Öffnen Sie PMT-Kanäle und passen Sie die PMT-Verstärkung und den Hintergrundpegel nach Bedarf an. Bewegen Sie sich langsam die Objektivlinse hinauf, um die Oberfläche des Kopfes zu lokalisieren, indem Sie den THG-Kanal von den großen Blutgefäßen und der Fensterglasoberfläche aus überwachen. Nachdem Sie die Objektivlinse in die Nähe des Fensters bewegt haben, wenden Sie Wasser zwischen dem Objektiv und dem Schädelfenster an und stellen Sie dann die Achsenwerte aller Motoren auf Null ein.
Klicken Sie in der Bilderfassungssoftware auf die Schaltfläche Live. Öffnen Sie PMT-Kanäle und passen Sie die PMT-Verstärkung und das Hintergrundniveau nach Bedarf an, und bewegen Sie sich dann langsam die Objektivlinse nach oben, um die Oberfläche des Deckschlupfes zu lokalisieren, indem Sie den THG-Kanal von den großen Blutgefäßen und der Fensterglasoberfläche aus überwachen. Passen Sie bei Bedarf die Fensterausrichtung an und setzen Sie dann die Motoren auf Null, um die Oberfläche des Gehirns zu definieren.
Führen Sie eine Bildgebung durch und passen Sie die Leistungsstufe entsprechend der Abbildungstiefe an. Hochauflösende, nicht-invasive und tiefe Bildgebung von genetisch markierten Neuronen im erwachsenen Zebrafischgehirn wird mittels Drei-Photonen-Mikroskopie erreicht. Auch die Verteilung der Zellschichten im optischen Tectum und Kleinhirn kann beobachtet werden.

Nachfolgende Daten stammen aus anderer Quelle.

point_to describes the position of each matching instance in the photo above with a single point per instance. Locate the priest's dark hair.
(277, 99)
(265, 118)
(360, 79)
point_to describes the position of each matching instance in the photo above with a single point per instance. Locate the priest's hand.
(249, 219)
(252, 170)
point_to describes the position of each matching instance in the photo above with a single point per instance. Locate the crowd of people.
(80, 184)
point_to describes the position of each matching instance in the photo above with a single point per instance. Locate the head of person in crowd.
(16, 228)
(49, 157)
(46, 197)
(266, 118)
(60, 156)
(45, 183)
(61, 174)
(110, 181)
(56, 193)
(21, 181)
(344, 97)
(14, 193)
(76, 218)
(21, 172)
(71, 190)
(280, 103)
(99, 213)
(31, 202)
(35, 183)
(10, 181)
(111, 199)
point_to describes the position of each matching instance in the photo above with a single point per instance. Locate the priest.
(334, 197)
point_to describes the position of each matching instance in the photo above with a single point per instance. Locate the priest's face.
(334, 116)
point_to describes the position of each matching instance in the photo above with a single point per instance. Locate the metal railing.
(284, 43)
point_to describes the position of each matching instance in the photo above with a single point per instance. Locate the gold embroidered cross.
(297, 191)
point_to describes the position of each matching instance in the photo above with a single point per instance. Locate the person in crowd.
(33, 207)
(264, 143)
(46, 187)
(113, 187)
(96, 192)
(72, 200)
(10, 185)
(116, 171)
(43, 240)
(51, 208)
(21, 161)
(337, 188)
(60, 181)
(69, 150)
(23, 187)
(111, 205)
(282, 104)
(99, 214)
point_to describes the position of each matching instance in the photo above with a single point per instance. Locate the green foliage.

Die Kamerafunktion des Mikroskops wurde verwendet, um den Fisch zu lokalisieren. Der Schädel ist im THG-Kanal zu sehen, der hilft, durch das Gehirn zu navigieren und die obere Oberfläche zu finden. Neuronen sind mit einem hohen Signal-zu-Hintergrund-Verhältnis tief im erwachsenen Gehirn unterscheidbar.

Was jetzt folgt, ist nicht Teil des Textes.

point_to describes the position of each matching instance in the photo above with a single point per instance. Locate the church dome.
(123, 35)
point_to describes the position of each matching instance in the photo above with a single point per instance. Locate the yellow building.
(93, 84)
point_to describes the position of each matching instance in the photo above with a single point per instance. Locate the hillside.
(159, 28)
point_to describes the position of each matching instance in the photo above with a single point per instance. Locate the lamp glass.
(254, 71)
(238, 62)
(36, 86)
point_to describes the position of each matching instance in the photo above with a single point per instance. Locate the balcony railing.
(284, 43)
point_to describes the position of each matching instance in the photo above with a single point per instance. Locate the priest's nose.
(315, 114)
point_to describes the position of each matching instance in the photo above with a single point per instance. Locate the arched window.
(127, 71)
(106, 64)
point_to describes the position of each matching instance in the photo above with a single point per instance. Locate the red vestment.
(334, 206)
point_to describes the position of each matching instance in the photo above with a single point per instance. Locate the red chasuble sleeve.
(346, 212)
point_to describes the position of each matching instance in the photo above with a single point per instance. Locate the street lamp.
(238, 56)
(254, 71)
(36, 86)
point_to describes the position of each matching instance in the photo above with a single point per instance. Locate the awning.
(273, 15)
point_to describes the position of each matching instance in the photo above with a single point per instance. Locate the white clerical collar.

Mehrfarbige Drei-Photonen-Bilder von GCaMP6s-markierten Neuronen und Texas Red-markierten Blutgefäßen zusammen mit THG-Signalen im erwachsenen Mäusegehirn sind hier zu sehen. Mit der Setup-Optimierung gelang es, kontrastreiche Bilder bis zu 1,2 Millimeter von der Gehirnoberfläche in der CA1-Hippocampus-Region zu erhalten. Calciumaktivitätsspuren von GCaMP6s-markierten Neuronen in einer Tiefe von 750 Mikrometern für eine 10-minütige Aufnahmesitzung zeigten eine hohe Aufnahmetreue.

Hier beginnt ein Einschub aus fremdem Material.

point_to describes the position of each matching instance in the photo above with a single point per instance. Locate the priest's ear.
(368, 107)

Dieses Setup kann helfen, neuronale Aktivität zu visualisieren, um die Gehirnfunktion zu verstehen. Es kann auch verwendet werden, um die Zellbewegung innerhalb des biologischen Gewebes zu verfolgen, um verschiedene biologische Systeme zu verstehen. Darüber hinaus kann auch die Blutflussgeschwindigkeit gemessen werden, um die Gesundheit des Tieres zu überwachen.